Economia

Condomínio contaminado: entrega
de chaves a vítimas ou a otários?

DANIEL LIMA - 31/05/2010

Com o cinismo próprio de quem possivelmente se considere impune após cometer tantas sandices, o grupo empresarial que se meteu a erguer o Residencial Ventura no Bairro Jardim, em Santo André, realiza hoje à noite, no próprio local, um coquetel para festejar com os proprietários entrega de chaves dos 320 apartamentos. Teremos uma noite de vítimas ou de otários?


Serão vítimas todos os proprietários que, conhecedores dos deslizes éticos e negociais que moveram aquele empreendimento, deixarem de lado a diplomacia do silêncio e resolverem agir, requerendo dos representantes do grupo empresarial prestação de contas dos danos ambientais. Com o necessário arbitramento de gente que entende do ramo. Quem sabe até mesmo de um instituto que tenha ferramental e capital humano para vasculhar aquela área tão avidamente ocupada por quase 80 mil metros quadrados de construção que, embora reservada à classe média alta, mais se assemelha a classes populares.


Duvideodó que Sérgio De Nadai e Ubirajara Freitas, representantes do Grupo De Nadai e da Cyrela, comparecerão à entrega das chaves. Se estiverem, será uma ótima oportunidade para questionamentos.


Os sete capítulos em que dividi o histórico do empreendimento são suficientes para nocaute técnico. O grupo empresarial não saberá responder porque aprova no silêncio envergonhado que lidera empreendimento cuja matriz de mentiras e dissimulações não encontra parâmetro no mercado imobiliário, por mais atravessadores que a atividade ainda comporte. Ou é rotineiro que uma área ocupada durante sete décadas por uma indústria química altamente poluidora seja aprovada de forma tão privilegiada como aquela sobre a qual se ergueu o Residencial Ventura?


Ao fechar olhos e ouvidos às denúncias, numa operação que estimula os boatos de que não foram apenas critérios burocráticos que moveram a administração pública a tomar a decisão de conceder nos últimos dias o habite-se ao empreendimento, a Prefeitura de Santo André assina conjuntamente com os empreendedores um atestado de óbito ético.


Agrava-se ainda mais a situação à Prefeitura de Santo André a indiferença às informações aqui veiculadas e consumidas por secretários municipais e cúpula administrativa, cadastradas em nosso banco de dados a consumir as chamadas de nossos textos. O deslize inclui o silêncio e a inapetência para resgatar o histórico da legislação de uso e ocupação daquela área, beneficiadíssima por manobras especulativas que a tornaram residencial denso volume de ocupação em substituição ao estritamente industrial.

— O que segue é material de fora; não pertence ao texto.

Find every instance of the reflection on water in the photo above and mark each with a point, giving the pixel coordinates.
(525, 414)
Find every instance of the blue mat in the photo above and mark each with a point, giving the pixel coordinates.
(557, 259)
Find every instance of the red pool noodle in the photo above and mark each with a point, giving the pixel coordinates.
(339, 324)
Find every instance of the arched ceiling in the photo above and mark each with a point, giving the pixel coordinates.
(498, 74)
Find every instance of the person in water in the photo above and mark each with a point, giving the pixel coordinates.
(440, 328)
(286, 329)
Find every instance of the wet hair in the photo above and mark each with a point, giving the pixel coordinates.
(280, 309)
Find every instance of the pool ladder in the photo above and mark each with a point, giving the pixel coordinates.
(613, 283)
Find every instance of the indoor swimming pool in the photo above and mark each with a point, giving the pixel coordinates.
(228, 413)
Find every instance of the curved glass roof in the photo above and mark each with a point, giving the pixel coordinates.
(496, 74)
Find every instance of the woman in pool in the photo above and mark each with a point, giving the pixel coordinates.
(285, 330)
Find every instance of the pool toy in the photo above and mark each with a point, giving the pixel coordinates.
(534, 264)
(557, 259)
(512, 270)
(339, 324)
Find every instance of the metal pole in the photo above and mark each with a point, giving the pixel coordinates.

Como tudo isso — ou seja, a mudança de uso e ocupação do solo — ocorreu durante o governo petista de Celso Daniel ou de João Avamileno, e a administração de Aidan Ravin faz vistas grossas aos impactos urbanísticos no Bairro Jardim, com dois mil novos moradores proprietários de pelo menos 600 veículos, hão de convir os leitores que não é suposta generosidade administrativa a omissão do Paço Municipal.


Serão otários todos os proprietários de apartamentos que, conhecedores destas denúncias, fizerem-se de mortos, na tentativa patética de, ao não polemizarem sobre as irresponsabilidades cumulativas do grupo empresarial, preservariam o valor monetário do investimento.

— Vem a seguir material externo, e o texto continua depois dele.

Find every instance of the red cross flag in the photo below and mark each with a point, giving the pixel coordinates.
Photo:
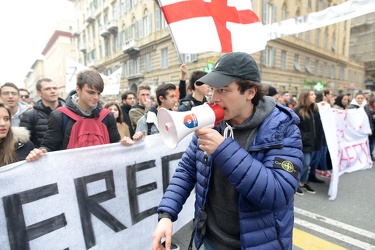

Será um chute na própria canela porque já é de domínio público, principalmente nos meios de intermediação imobiliária que ditam as regras de preços dos empreendimentos entregues, que o Residencial Ventura é uma loteria que tanto pode manter-se ambientalmente calmo e tranquilo por anos a fio como repetir o espetáculo de insegurança do Barão de Mauá, aquele condomínio popular de Mauá sobre lixo industrial e cuja cotação não chega à metade dos valores comerciais que antecederam as explosões.


Sei por conta de fontes confiáveis que o coquetel marcado para esta noite no Residencial Ventura não terá o ambiente festivo imaginado pelo grupo empresarial. Tanto que se duvida que Sérgio De Nadai e Ubirajara Freitas ali estarão. Deverão mandar representantes. Gostaria imensamente que alguma surpresa ocorresse. Quem sabe ainda temos instituições a salvo da montanha de imoralidades que infestam o Grande ABC? Ou um grupo de proprietários de apartamentos, quem sabe, assuma de vez a condição de vítimas?


Num País sério, convenhamos, em vez de chaves, a noite seria de algemas. Inclusive algemas morais para lideranças do setor imobiliário que, nesse jogo de sem-vergonhice sem fim, se fingem de mortas e envergonham os empreendedores do setor, prejudicados com a concorrência desleal de quem tem poder de fogo econômico e político para lançar e construir imóveis com tamanha aversão à responsabilidade social.